Effect of conventional and emerging thawing technologies on drip loss, microstructure and post-thaw quality of frozen fruits and vegetables: A review

Thawing is an important stage in the handling of frozen foods because it directly influences their safety, nutritional composition, texture and consumer acceptability. The present review provides a comprehensive analysis of both conventional and emerging thawing methods with a special focus on fruits and vegetables. Conventional techniques such as air thawing, water immersion and refrigerated thawing are widely used because they are simple and inexpensive, but they often lead to long thawing times, excessive drip loss, nutrient leakage and microbial safety concerns.

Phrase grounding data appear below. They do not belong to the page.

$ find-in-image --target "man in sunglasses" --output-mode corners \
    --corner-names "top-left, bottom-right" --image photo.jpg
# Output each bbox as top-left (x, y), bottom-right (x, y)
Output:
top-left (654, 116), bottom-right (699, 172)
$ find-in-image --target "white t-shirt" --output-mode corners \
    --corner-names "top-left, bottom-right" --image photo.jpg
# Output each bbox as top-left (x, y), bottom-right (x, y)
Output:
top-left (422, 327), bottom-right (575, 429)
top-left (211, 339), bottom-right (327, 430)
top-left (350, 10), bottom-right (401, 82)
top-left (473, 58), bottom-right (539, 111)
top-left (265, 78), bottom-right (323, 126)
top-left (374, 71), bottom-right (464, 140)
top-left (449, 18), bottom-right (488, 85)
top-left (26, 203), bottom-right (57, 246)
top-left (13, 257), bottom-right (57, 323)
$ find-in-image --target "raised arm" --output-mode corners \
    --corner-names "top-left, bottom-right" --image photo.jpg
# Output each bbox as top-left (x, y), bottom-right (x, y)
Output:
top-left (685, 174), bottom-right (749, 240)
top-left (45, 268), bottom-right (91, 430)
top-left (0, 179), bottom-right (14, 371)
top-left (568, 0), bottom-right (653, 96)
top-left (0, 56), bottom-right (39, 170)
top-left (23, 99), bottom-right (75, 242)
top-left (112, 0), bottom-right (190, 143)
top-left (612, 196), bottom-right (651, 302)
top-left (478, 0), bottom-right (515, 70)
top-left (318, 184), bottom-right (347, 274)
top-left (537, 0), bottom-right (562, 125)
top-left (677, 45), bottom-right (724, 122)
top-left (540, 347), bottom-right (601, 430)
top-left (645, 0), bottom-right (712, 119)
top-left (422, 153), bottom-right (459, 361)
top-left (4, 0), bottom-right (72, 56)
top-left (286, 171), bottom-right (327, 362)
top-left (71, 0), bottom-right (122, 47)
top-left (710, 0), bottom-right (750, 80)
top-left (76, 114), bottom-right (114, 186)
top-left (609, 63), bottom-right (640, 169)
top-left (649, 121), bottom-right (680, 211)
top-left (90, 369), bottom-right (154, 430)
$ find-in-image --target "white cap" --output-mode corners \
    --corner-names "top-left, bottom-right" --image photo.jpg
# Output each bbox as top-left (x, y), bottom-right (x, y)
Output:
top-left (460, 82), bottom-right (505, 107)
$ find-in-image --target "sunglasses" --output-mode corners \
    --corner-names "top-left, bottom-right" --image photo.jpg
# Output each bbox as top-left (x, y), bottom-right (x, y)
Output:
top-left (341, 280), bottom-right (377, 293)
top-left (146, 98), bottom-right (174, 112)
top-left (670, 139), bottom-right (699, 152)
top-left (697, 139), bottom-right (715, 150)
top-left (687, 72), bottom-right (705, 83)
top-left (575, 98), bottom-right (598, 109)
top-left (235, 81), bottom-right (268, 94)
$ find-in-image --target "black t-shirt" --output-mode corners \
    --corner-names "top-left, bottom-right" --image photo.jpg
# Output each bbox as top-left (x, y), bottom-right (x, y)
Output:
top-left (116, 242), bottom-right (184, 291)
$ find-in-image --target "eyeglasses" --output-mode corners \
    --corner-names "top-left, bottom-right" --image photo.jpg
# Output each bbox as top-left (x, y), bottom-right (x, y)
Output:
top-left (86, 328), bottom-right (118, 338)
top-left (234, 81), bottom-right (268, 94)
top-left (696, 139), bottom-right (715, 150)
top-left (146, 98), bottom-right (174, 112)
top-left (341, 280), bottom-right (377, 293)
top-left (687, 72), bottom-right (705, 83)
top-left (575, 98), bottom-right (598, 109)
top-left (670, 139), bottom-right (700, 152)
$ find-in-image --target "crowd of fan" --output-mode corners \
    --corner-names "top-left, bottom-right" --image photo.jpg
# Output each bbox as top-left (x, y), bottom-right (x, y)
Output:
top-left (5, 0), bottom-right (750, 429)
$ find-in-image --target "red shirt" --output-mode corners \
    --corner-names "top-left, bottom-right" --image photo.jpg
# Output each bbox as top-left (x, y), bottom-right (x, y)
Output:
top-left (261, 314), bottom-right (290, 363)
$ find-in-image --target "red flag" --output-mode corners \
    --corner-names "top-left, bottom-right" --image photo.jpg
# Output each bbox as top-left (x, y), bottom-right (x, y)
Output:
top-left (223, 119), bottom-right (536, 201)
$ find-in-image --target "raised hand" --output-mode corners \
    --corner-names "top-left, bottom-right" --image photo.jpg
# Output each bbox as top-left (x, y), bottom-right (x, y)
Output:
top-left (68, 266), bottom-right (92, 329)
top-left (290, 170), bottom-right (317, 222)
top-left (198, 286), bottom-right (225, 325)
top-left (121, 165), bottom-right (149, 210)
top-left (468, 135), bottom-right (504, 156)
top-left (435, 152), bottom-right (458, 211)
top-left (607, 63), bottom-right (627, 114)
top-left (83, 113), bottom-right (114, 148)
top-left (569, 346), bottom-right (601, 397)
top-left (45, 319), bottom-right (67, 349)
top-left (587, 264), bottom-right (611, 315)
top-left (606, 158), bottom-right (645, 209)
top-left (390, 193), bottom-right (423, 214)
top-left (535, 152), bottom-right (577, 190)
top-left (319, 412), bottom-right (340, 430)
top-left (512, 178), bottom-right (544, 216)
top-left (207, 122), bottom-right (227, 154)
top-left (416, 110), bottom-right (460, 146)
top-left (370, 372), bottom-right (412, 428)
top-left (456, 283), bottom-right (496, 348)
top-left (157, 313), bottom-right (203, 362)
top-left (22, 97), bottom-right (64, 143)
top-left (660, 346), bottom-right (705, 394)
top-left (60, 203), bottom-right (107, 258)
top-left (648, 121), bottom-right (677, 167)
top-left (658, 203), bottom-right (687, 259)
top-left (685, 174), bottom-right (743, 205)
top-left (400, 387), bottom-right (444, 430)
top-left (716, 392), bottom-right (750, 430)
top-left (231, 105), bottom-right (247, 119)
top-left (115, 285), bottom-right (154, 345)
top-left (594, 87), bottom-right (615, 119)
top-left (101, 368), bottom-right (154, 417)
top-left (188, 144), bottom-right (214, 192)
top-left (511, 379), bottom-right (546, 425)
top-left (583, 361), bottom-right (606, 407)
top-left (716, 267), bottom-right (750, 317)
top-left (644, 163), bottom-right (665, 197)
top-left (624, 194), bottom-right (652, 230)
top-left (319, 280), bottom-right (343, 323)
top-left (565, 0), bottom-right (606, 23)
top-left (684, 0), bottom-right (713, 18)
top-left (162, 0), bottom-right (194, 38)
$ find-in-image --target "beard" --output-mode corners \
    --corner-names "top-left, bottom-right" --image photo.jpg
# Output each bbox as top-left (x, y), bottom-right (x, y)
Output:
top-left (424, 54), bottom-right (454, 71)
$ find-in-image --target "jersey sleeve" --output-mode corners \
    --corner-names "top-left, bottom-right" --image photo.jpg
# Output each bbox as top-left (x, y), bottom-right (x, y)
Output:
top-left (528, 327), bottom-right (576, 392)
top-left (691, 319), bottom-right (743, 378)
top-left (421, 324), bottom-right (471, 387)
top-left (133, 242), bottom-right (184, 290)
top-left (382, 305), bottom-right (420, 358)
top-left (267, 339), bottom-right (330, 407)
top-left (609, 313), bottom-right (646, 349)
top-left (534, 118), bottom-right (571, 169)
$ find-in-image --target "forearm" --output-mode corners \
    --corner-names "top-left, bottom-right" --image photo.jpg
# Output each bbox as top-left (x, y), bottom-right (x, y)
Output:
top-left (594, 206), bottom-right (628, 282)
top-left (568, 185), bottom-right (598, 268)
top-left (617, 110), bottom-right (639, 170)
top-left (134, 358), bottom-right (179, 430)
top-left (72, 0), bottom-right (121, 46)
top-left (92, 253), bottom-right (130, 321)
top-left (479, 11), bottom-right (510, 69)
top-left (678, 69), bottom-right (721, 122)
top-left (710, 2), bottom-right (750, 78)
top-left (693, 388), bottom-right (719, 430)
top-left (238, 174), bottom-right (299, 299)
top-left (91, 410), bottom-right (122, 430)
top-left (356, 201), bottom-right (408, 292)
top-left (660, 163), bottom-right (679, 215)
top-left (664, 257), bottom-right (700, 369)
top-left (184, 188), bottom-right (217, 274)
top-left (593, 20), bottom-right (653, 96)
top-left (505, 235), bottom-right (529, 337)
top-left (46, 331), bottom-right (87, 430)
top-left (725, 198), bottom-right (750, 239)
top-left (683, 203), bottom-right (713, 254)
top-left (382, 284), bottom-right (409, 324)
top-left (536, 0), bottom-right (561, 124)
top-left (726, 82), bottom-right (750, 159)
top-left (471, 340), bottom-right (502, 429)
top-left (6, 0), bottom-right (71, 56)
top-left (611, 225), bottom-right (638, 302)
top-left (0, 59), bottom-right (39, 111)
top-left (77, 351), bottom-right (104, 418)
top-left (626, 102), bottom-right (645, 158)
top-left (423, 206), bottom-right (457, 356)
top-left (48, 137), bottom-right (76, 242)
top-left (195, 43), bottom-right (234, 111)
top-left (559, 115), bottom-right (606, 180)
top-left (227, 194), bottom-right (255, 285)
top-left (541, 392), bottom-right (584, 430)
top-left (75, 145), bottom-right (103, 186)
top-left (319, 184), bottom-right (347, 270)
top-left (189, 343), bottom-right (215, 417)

Microwave thawing offers faster processing but suffers from uneven heating that can compromise texture and food safety. In recent years, advanced technologies including ultrasound assisted thawing, high pressure thawing, ohmic thawing, radio frequency thawing, infrared thawing and vacuum assisted thawing have attracted significant attention. These methods show promise in reducing drip loss, preserving cellular integrity and maintaining sensory and nutritional quality. However, challenges such as equipment cost, scalability, energy demand and regulatory acceptance continue to restrict their wider adoption in the food industry. The novelty of this review lies in its detailed comparison of thawing technologies specifically designed for fruits and vegetables, where the preservation of delicate cellular structures and water retention are central to post-thaw quality. Unlike earlier reviews that addressed thawing in general food systems, this paper highlights how different technologies influence microstructure, moisture migration and nutrient stability in plant-based matrices. The analysis further identifies research gaps relating to the limited industrial validation of emerging technologies, the absence of standardised performance criteria and the need for sustainable energy integration. The review also outlines the political, social, and practical implications of adopting these technologies, including consumer acceptance, regulatory frameworks, and potential contributions to reducing food waste. Overall, the findings suggest that hybrid thawing systems and intelligent process controls hold the greatest promise for achieving efficient, safe and sustainable thawing. By critically assessing both established and novel methods, this paper provides valuable insights to guide researchers, food processors and policymakers in selecting and optimising thawing strategies for fruits and vegetables.